These delays lead to more frequent and severe complications. Cardiovascular disease, nephropathy, and other diabetes-linked conditions are disproportionately high among South Asian
Abdominal obesity combined with sedentary lifestyles is fuelling an earlier and more aggressive risk of type 2 diabetes among South Asians, including Indians, a new study has revealed.
Published in the BMJ, the research explored why South Asians tend to develop type 2 diabetes at a younger average age and at lower body mass index (BMI) compared with white populations.
“South Asians face type 2 diabetes earlier and more aggressively than most other populations. Our review shows that diabetes often begins at lower body weight, progresses rapidly, and leads to more complications such as kidney disease and heart attacks,” said Dr. Anoop Misra, Director of Diabetes Foundation (India), who led the study.
The work, conducted in collaboration with researchers from the US, UK, and Sri Lanka, found high prevalence rates of diabetes across the region, with a concerning increase in cases among young people.
Researchers highlighted environmental influences — including sedentary behaviour and growing consumption of processed foods — as major contributors to weight gain and metabolic disruption. This is especially dangerous in South Asians, who typically display higher abdominal obesity, greater ectopic fat accumulation (particularly liver fat), and lower skeletal muscle mass compared to white people of similar age and BMI.
“These features, coupled with rapid beta cell dysfunction, contribute to earlier onset and accelerated glycemia progression — meaning higher overall blood sugar levels than white people,” the study noted. This accelerates complications including retinopathy, cardiovascular disease, and chronic kidney disease.
Importantly, the analysis — based on randomised controlled trials, systematic reviews, and meta-analyses — also found South Asians exhibit higher postprandial glucose (after-meal blood sugar) levels and a faster transition from prediabetes to diabetes. Lifestyle factors such as high intake of refined carbohydrates and low levels of physical activity amplify these risks.
“Prevention through healthy diet, physical activity, and weight control is critical, and instituted early,” Dr. Misra, former Professor at AIIMS, told.
He stressed that timely intervention is vital but acknowledged systemic barriers: “Access to affordable care remains a huge challenge. Delayed diagnosis is common due to limited awareness and healthcare availability, especially in underserved populations.”
These delays lead to more frequent and severe complications. Cardiovascular disease, nephropathy, and other diabetes-linked conditions are disproportionately high among South Asians.

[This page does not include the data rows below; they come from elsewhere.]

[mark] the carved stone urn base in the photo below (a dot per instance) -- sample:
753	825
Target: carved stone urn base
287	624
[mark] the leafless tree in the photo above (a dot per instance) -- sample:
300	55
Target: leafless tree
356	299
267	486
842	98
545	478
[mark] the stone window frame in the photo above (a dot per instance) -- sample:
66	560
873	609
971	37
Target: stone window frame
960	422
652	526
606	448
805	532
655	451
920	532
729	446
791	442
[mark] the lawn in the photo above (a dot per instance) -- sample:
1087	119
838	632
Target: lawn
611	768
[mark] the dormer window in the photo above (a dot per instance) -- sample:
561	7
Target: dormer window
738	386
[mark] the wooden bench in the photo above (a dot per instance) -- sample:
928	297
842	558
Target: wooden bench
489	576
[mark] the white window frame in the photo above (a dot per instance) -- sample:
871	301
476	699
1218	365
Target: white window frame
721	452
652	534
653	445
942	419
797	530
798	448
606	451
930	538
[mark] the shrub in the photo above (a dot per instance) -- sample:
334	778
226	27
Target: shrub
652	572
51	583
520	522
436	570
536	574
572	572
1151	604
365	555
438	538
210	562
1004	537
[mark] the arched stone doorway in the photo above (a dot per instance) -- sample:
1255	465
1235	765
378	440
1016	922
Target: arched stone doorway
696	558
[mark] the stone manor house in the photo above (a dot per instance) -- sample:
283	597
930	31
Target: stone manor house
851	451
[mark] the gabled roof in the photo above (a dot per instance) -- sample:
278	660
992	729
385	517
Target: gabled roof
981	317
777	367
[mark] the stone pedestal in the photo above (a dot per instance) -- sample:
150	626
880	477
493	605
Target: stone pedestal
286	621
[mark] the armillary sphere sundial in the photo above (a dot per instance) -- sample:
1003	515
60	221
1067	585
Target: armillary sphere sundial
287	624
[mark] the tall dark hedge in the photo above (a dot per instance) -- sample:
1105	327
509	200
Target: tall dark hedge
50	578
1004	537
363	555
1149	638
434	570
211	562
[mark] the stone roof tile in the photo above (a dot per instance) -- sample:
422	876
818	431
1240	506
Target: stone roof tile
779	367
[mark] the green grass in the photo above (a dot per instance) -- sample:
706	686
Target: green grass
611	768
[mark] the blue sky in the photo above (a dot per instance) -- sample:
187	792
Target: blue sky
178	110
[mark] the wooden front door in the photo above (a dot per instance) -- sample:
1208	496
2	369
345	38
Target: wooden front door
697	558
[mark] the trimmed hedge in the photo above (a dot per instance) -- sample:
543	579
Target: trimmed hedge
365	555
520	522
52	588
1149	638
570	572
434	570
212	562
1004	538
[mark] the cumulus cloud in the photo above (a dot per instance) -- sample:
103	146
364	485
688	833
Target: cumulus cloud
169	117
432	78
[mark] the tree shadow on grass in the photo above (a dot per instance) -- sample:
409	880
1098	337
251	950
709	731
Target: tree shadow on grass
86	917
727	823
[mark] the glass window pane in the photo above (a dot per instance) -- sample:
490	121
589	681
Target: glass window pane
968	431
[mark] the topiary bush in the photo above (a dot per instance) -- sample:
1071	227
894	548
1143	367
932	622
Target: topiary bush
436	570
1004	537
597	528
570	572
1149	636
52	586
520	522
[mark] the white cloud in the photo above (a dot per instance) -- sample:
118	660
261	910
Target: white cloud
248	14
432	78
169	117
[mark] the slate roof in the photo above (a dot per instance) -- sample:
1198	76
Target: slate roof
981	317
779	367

The researchers emphasised the need for targeted strategies — including affordable care models, innovative healthcare solutions, and population-wide preventive interventions — to reduce the growing burden.
“Efforts must prioritise strengthening healthcare systems, making treatments accessible, and promoting healthier lifestyles at the population level,” the authors concluded.
With South Asia at the epicentre of the global diabetes epidemic, the findings underline the urgency of addressing this escalating public health crisis before it claims an even larger toll.